Mycobacterium tuberculosis controls host innate immune activation through cyclopropane modification of a glycolipid effector molecule.

Division of Infectious Diseases, Sloan Kettering Institute, Memorial Sloan Kettering Cancer Center, New York, NY 10021, USA.
Journal of Experimental Medicine (Impact Factor: 13.91). 03/2005; 201(4):535-43. DOI: 10.1084/jem.20041668
Source: PubMed

ABSTRACT Mycobacterium tuberculosis (Mtb) infection remains a global health crisis. Recent genetic evidence implicates specific cell envelope lipids in Mtb pathogenesis, but it is unclear whether these cell envelope compounds affect pathogenesis through a structural role in the cell wall or as pathogenesis effectors that interact directly with host cells.

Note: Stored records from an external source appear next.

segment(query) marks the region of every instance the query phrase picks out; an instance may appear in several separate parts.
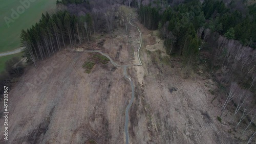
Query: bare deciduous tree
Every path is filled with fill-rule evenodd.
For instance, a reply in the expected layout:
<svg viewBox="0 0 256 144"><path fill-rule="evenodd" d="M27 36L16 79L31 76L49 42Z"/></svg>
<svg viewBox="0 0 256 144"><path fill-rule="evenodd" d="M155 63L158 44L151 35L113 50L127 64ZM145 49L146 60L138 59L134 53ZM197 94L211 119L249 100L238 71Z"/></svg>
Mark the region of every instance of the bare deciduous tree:
<svg viewBox="0 0 256 144"><path fill-rule="evenodd" d="M137 13L134 9L121 6L118 8L119 17L121 23L125 26L126 33L128 33L127 25L129 21L137 17Z"/></svg>
<svg viewBox="0 0 256 144"><path fill-rule="evenodd" d="M111 7L108 9L106 12L104 13L104 15L106 22L105 27L109 31L112 32L113 20L115 18L115 10L114 7Z"/></svg>
<svg viewBox="0 0 256 144"><path fill-rule="evenodd" d="M256 133L256 131L254 131L253 134L251 136L251 137L250 137L250 138L248 140L247 143L249 143L250 141L251 141L251 138L252 138L252 137L253 137L253 136L255 135L255 133Z"/></svg>
<svg viewBox="0 0 256 144"><path fill-rule="evenodd" d="M250 125L252 123L252 122L253 122L253 120L256 118L256 112L255 111L255 109L254 109L254 112L252 112L252 114L251 114L251 121L250 122L250 123L249 123L249 125L248 125L248 126L246 127L246 128L245 128L245 129L244 130L244 131L243 132L243 133L242 134L244 134L244 132L246 131L246 130L248 129L248 128L249 128L249 127L250 126Z"/></svg>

Here we show that cyclopropane modification of the Mtb cell envelope glycolipid trehalose dimycolate (TDM) is critical for Mtb growth during the first week of infection in mice. In addition, TDM modification by the cyclopropane synthase pcaA was both necessary and sufficient for proinflammatory activation of macrophages during early infection. Purified TDM isolated from a cyclopropane-deficient pcaA mutant was hypoinflammatory for macrophages and induced less severe granulomatous inflammation in mice, demonstrating that the fine structure of this glycolipid was critical to its proinflammatory activity. These results established the fine structure of lipids contained in the Mtb cell envelope as direct effectors of pathogenesis and identified temporal control of host immune activation through cyclopropane modification of TDM as a critical pathogenic strategy of Mtb.